中編2/2
真夏の縁側で
目を閉じる
感じるのは
降り注ぐ炎天、蝉の鳴き声
鯉の泳ぐ音、木々のざわめき
そよ風が頬を撫でる
目を開く
次の日
佳と鈴と輝は、林間学校があるので俺は仕方なく、家の縁側で暇を潰していた
縁側の、池の鯉が泳ぐ度に水面がゆらゆらと揺れる。
とても綺麗だ
縁側がその情景をより一層引き立てる
こういうのを"粋"というのか、いや違うか。
そんな、下らないことを考えた。
そっと目を閉じた
俺はもしかしたら、下らないことを考えるのが好きなのかもしれない。
暇な時や、ぼーっとしている時に、考える。
それが楽しくて仕方が無いのだ。
何故か、無性に夢で見た場所へ、行ってみたくなった。
目を開き、広場へ向かった
太陽が睨む
時々、曖昧な夢を思い出し、場所を確認しながら進む。
あった
相変わらず、日差しは俺の細胞を痛めつけるが、そんなことを気にしてる場合ではない。
俺は森の中へと進んでいった。
森に入ってすぐは、特に何も無かったが、
好奇心でもう少し奥地に進んでみることにした。
少しずつ辺りが足場が悪くなっていのと同時に、辺りが少し暗くなる。
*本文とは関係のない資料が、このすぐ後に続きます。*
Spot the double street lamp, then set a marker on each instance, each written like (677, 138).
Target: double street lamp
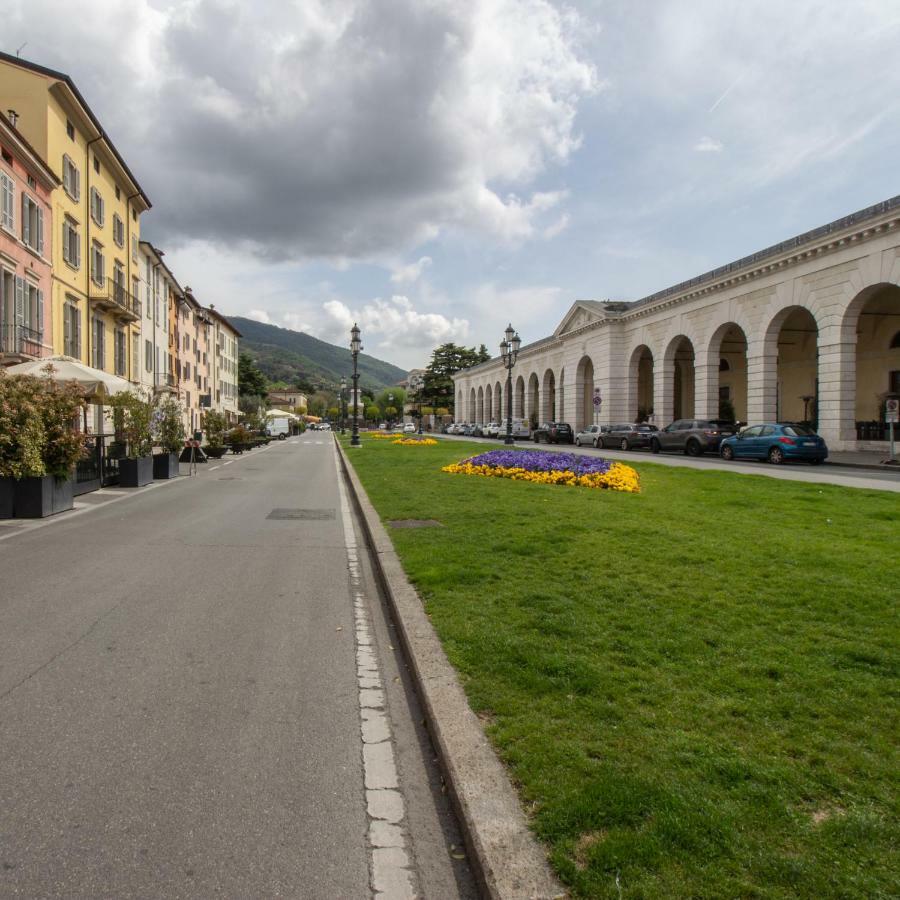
(509, 350)
(355, 347)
少々の恐怖心はあったが、好奇心がそれを歪ませてしまった。
さらに進むと、木々で囲まれたトンネルのようなものがあった。
親父に言われた通り、大冒険になりそうだ。
トンネルの中へと入り、足場をしっかり確かめながら、歩いていく。
その先には、広場があった
家の近くの広場より少し小さいが
とても綺麗な広場だ、たくさんの自然がある。
その広場の一片に少し大きな湖がある
水は透き通っていて、とても綺麗だ。
その近くには、大きな木があった。
とても大きな木だ
種類はわからないが、よくインターネットで見るような、大きな木がある。
風が吹く度に音を立てて揺れる
しばらくの間、それを無言で眺めていた
風が吹く音と共に、意識を取り戻した。
なんだか体が重い、ここまで来るのに少し距離があったからか、頭がボーっとする
体を地面に倒す
炎天下、それを防ぐ大きな木。
蝉の音とともに、さわやかな風が吹く
ふと目が覚める
とりあえず今日はもう帰ろうと、立ち上がって広場の中央あたりに来た時に
おかしなことに気がついた
一人の女性が湖の近くで、黄昏ていた
20代前半くらいだろうか
長い黒髪で、とても綺麗な人だ
俺は思わず声をかけた
「あのー」
女性が振り返る
「はい」
「こんなところでどうしたのですか」
と、わけのわからないことを言う
「ふふっそれはこちらの台詞ですよ」
女性が微笑む
「あ...」
俺はここが森の奥地だということを思い出した
「どうしてこんな森の奥地にいるのかと聞きたげな顔ですね」
女性が続けていう
「私が子供の頃、よくここに来て遊んでた場所なんですよ。今日はお休みの日だから、久々に遊びに来たの」
夢で見た場所を、自分以外の人が知っている事に驚いた
俺はその女性といろいろなことを話した
名前は千鶴さんというらしい
どうやらその人は東京で高校教師をやっているらしく、
俺には到底及ばない存在だなと下らないことを考えた。
この人とは気が合う。なぜなら、自然と話したいことが沢山出てくるからだ
そして、ついに俺が勉強ができないことも、勉強しようともしないことが知られてしまった。
「鎹君、お勉強苦手なの?」
「あ...はい...」
「勉強ていうのはね、自分の可能性を広げるための道具になるの。だから将来、自分のやりたいことをやるために必要な道具を、増やすために勉強を頑張ってみてはどうかしら」
そして、続けて言った
「でもやりすぎは注意よ、目標と手段が入れ替わっちゃったら意味が無いもの」
と、彼女は微笑みながら言った
彼女の言葉は、何故かよく理解できる。
まるで、自分のことをわかっているかのように言葉を選んでくれる。
ずっと話しているうちに日が暮れてしまった。